PGI dumping Rs 10 lakh a year on car deployed with health minister
It seems the Post Graduate Institute of Medical Education and Research (PGIMER), Chandigarh, leaves no stone unturned when it comes to earning brownie points, if its expenditure in lakhs just to please the political bosses is to be believed.chandigarh Updated: Mar 06, 2015 11:00 IST
It seems the Post Graduate Institute of Medical Education and Research (PGIMER), Chandigarh, leaves no stone unturned when it comes to earning brownie points, if its expenditure in lakhs just to please the political bosses is to be believed.
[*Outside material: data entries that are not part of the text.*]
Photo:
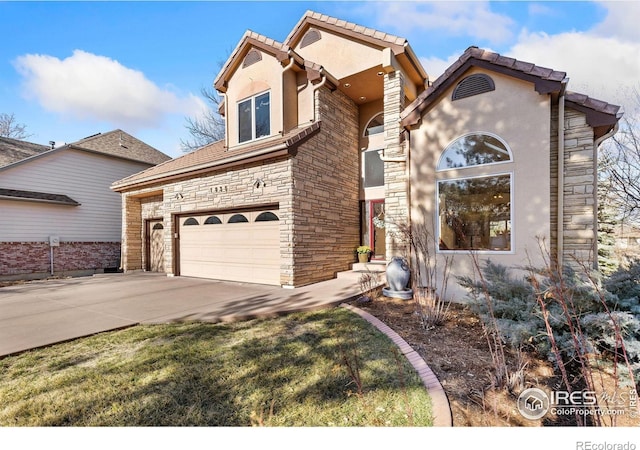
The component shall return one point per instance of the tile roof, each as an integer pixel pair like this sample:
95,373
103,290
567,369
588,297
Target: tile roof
215,154
123,145
250,36
365,32
545,80
13,194
593,104
600,115
14,150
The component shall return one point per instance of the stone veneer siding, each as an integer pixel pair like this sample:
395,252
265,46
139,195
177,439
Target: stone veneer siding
317,191
34,258
326,229
395,172
580,209
215,191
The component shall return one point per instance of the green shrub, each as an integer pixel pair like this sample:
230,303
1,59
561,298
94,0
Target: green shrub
517,311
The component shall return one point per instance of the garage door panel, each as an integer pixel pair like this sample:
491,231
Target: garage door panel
241,251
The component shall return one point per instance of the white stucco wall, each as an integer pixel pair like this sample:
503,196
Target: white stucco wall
520,116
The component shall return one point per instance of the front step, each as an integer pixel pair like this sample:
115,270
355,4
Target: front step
358,269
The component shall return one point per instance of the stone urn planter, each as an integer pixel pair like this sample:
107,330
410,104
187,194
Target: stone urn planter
398,276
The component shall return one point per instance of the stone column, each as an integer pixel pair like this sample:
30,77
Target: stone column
395,166
132,247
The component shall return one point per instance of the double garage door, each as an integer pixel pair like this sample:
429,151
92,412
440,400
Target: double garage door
239,246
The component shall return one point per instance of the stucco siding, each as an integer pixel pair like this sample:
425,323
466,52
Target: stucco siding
341,56
84,177
519,116
262,76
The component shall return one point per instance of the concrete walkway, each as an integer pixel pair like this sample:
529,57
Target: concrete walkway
42,313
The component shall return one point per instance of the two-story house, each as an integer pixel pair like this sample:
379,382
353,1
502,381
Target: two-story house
336,136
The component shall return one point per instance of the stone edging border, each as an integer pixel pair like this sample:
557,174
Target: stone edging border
440,403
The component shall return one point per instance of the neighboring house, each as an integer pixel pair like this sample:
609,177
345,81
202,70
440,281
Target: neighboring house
627,242
57,211
336,136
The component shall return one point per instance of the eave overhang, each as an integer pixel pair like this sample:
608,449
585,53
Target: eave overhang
260,151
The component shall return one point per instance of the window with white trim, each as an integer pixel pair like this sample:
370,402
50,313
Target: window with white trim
254,117
474,212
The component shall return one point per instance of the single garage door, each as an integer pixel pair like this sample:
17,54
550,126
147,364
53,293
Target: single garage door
242,246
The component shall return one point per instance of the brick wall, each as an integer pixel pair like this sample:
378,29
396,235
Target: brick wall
18,258
326,192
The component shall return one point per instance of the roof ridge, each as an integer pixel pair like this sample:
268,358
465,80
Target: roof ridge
346,25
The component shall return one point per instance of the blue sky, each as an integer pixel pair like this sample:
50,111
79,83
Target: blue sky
73,69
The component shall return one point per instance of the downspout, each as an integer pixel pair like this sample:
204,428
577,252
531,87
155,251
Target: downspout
560,193
596,145
284,70
315,89
226,116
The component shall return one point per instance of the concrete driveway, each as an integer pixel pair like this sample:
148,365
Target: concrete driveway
42,313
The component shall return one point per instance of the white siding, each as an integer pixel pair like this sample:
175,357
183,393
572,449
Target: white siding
83,176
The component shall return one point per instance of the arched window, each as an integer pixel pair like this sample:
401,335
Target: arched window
375,125
237,218
474,149
212,220
266,217
474,212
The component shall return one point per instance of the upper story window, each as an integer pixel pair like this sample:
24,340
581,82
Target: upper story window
372,169
474,149
254,117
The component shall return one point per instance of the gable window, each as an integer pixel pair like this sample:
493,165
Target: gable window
473,85
474,212
254,117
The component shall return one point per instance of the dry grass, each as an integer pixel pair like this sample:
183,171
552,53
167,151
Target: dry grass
288,371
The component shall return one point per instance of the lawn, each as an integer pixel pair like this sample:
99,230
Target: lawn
324,368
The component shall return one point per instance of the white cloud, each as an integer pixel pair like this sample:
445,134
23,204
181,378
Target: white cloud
621,21
539,9
602,62
93,87
474,19
602,67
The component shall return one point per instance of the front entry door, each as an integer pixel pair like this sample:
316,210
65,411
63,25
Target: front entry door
373,230
155,252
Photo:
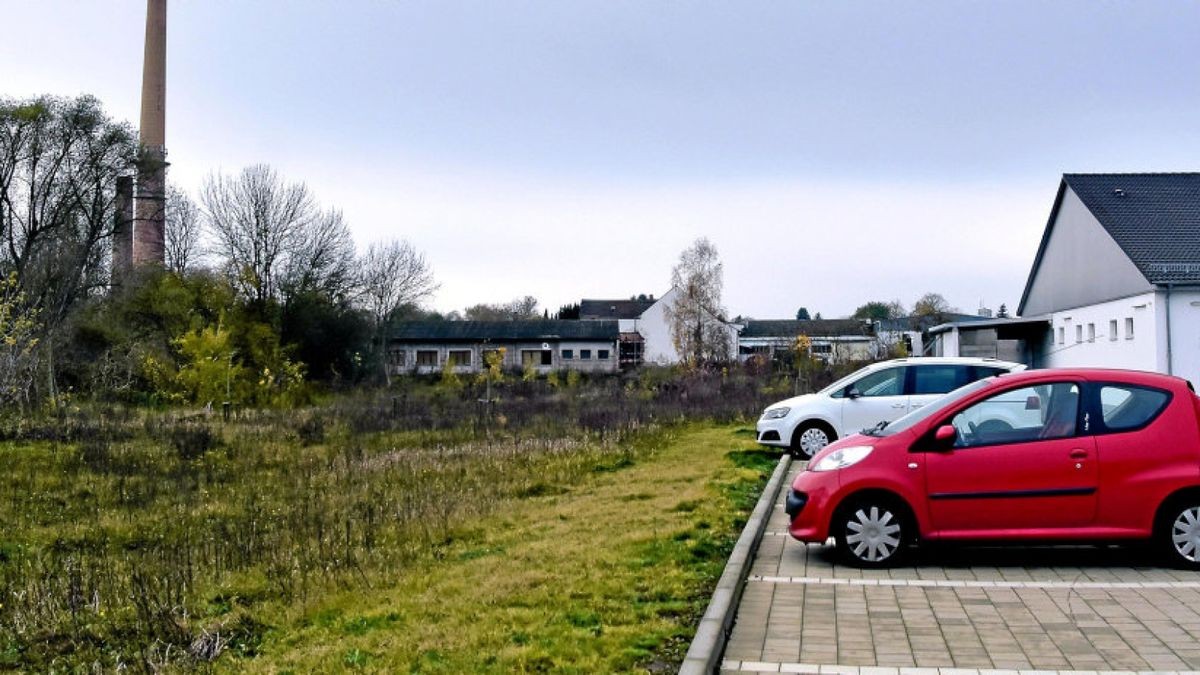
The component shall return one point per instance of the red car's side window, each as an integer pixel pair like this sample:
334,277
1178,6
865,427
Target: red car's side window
1019,416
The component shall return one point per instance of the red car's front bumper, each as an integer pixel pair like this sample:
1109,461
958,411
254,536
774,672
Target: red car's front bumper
810,503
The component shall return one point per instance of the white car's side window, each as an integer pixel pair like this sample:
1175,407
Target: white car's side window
888,382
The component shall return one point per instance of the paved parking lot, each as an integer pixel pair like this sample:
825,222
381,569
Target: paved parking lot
959,611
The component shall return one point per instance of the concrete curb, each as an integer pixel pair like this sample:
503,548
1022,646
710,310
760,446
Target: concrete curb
705,653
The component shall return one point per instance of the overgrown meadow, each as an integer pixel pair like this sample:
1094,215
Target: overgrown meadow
151,539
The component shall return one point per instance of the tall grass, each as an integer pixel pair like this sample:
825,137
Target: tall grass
144,539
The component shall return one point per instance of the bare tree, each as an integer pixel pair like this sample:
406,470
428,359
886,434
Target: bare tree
933,305
256,221
696,316
515,310
391,274
322,260
59,162
183,233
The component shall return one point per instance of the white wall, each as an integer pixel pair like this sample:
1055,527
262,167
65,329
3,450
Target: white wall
1185,333
1081,264
1139,352
657,332
655,329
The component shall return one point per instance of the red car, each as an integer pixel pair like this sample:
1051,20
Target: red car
1041,455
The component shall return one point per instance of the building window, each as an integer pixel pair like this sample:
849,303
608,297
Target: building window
535,357
493,357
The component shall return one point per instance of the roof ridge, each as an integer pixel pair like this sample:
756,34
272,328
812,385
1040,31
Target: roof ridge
1131,173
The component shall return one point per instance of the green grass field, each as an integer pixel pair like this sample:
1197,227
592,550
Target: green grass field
251,549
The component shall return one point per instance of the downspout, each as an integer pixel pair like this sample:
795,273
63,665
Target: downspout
1169,369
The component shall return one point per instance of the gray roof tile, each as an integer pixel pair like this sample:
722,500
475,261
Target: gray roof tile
503,330
1155,217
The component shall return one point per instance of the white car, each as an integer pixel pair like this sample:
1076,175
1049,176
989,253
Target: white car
881,392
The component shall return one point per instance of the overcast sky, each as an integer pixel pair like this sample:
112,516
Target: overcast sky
835,153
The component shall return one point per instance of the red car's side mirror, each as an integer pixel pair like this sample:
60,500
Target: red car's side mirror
946,435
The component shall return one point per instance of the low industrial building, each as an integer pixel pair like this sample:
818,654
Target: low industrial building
431,346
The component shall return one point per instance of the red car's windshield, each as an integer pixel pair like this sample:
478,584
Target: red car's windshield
929,410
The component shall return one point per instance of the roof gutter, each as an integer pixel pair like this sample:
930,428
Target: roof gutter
1169,369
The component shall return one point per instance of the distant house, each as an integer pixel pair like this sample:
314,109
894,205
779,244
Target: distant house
833,340
1116,278
645,327
628,315
429,346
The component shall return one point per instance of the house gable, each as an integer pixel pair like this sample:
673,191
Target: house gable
1078,263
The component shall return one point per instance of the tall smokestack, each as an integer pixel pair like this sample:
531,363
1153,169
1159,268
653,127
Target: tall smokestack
148,233
123,230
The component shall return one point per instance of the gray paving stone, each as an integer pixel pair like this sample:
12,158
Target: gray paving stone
995,610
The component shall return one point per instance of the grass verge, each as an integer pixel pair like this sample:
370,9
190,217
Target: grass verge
603,574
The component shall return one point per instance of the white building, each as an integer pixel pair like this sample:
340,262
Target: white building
645,328
1116,279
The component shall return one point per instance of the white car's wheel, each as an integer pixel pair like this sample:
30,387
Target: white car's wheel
810,438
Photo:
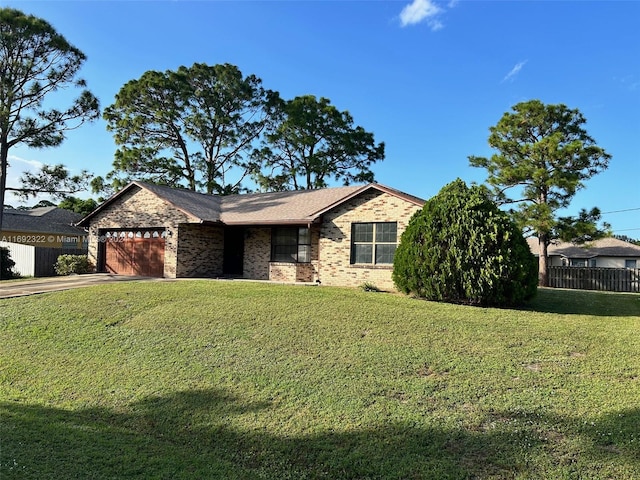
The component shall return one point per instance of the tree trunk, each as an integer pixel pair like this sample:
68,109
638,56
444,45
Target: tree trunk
543,260
4,157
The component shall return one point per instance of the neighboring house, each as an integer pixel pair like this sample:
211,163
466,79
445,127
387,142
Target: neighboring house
43,227
604,253
36,237
337,236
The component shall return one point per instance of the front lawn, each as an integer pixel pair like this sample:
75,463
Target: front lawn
237,380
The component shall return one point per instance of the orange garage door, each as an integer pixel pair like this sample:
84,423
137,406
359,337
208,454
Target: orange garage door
139,252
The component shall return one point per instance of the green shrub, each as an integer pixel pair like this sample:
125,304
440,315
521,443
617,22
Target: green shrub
68,264
6,264
461,248
369,287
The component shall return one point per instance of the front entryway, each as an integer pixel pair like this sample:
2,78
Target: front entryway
233,251
134,252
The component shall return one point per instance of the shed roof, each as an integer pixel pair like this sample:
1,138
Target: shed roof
604,247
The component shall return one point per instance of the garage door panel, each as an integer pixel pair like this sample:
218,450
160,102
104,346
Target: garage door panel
135,254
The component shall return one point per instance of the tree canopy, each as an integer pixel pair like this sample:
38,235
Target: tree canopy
309,142
78,205
543,157
462,248
188,127
36,62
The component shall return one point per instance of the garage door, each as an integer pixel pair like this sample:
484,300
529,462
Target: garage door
135,252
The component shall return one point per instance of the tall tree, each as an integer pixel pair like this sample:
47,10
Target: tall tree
54,180
78,205
35,62
308,142
545,154
188,127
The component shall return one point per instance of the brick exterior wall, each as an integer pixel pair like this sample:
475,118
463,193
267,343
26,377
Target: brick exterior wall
200,251
335,241
140,208
196,250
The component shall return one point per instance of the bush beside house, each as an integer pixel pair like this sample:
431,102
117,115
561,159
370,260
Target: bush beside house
69,264
461,248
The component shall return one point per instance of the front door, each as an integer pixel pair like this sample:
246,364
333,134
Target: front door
233,251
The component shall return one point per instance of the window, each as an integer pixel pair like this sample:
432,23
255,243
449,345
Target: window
374,243
291,244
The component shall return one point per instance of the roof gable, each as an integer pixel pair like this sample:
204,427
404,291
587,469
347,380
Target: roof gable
290,207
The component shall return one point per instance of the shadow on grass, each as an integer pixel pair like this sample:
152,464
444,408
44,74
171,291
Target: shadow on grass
584,302
192,435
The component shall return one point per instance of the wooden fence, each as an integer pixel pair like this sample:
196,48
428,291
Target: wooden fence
591,278
31,261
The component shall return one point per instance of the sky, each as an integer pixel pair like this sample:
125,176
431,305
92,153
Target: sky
426,77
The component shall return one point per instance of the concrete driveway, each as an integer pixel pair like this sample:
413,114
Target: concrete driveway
19,288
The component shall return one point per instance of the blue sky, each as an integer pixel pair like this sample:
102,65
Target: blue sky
426,77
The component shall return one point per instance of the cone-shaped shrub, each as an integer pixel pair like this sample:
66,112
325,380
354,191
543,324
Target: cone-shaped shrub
461,248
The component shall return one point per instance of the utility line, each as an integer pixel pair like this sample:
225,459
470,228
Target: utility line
618,211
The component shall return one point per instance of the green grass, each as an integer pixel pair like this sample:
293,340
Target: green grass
235,380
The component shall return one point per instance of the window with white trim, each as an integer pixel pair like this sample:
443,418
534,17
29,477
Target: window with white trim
373,243
291,244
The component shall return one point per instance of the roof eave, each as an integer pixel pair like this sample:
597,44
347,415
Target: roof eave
396,193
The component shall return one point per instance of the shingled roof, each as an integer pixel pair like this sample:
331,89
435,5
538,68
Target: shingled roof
605,247
292,207
42,220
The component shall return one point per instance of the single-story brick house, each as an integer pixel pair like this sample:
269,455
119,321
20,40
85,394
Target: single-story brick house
337,236
603,253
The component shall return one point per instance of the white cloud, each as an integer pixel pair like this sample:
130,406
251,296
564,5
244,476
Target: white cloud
17,166
514,71
419,11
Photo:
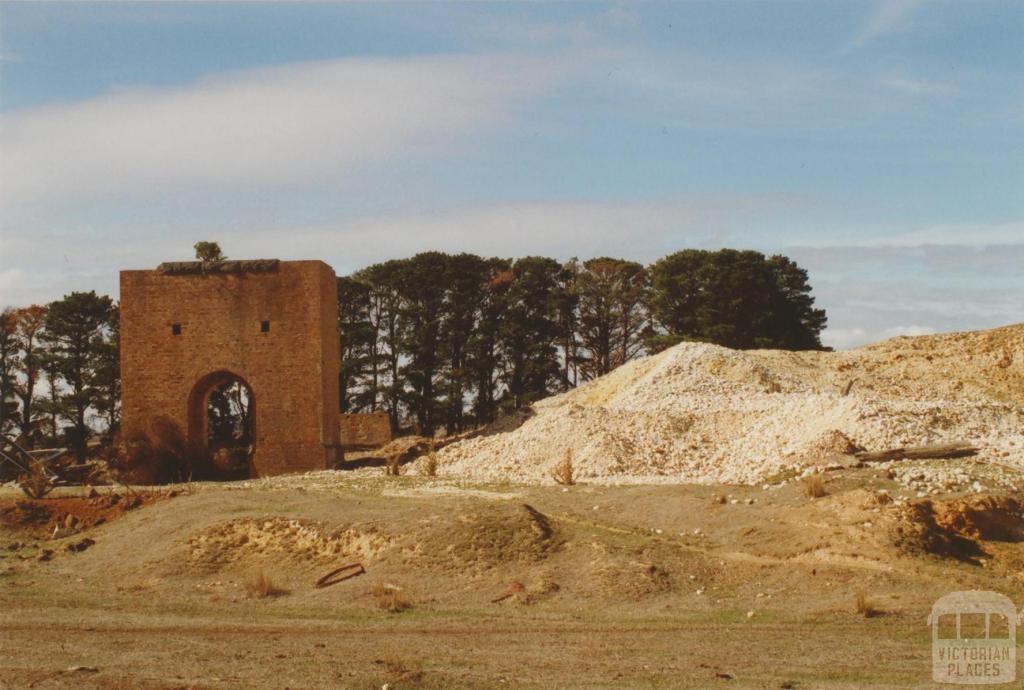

The medical institute continues to spend around Rs 10 lakh a year on a car and driver that it has deployed for the union health minister in Delhi since April 2010. Interestingly, there is no provision to do so in the PGIMER Act or the institute's rules.
Ironically, the Ambassador (CH01-G-1753) was deputed with the health ministry despite the fact that the institute faces eternal shortage of official vehicles, while the ministry doesn't have any dearth of cars.
The union health minister is also president of the governing body of the institute.
Sources in the PGIMER administration revealed that it was common practice among different medical institutes governed by the union health ministry to depute their cars for the ministry.
They also revealed that the car was being used there by the lower level officials in the ministry.
"It has been hardly used for the PGIMER works in all these years, and is often used by personal staff of the senior babus," a PGIMER officer, who wished not to be named, said.
An annual audit report of the institute in 2012 had already drawn flack for the largesse. The report had observed that during 2012, the PGIMER spent Rs 5.3 lakh on fuel, Rs 2.5 lakh on driver's salary and Rs 1 lakh on the car's repair.
The institute was asked to explain "the circumstances and reasons under which the services of the official/driver along with vehicle deputed at Delhi, were utilised may be justified to audit."
However, the PGIMER administration didn't pay any heed to the objection raised by the audit.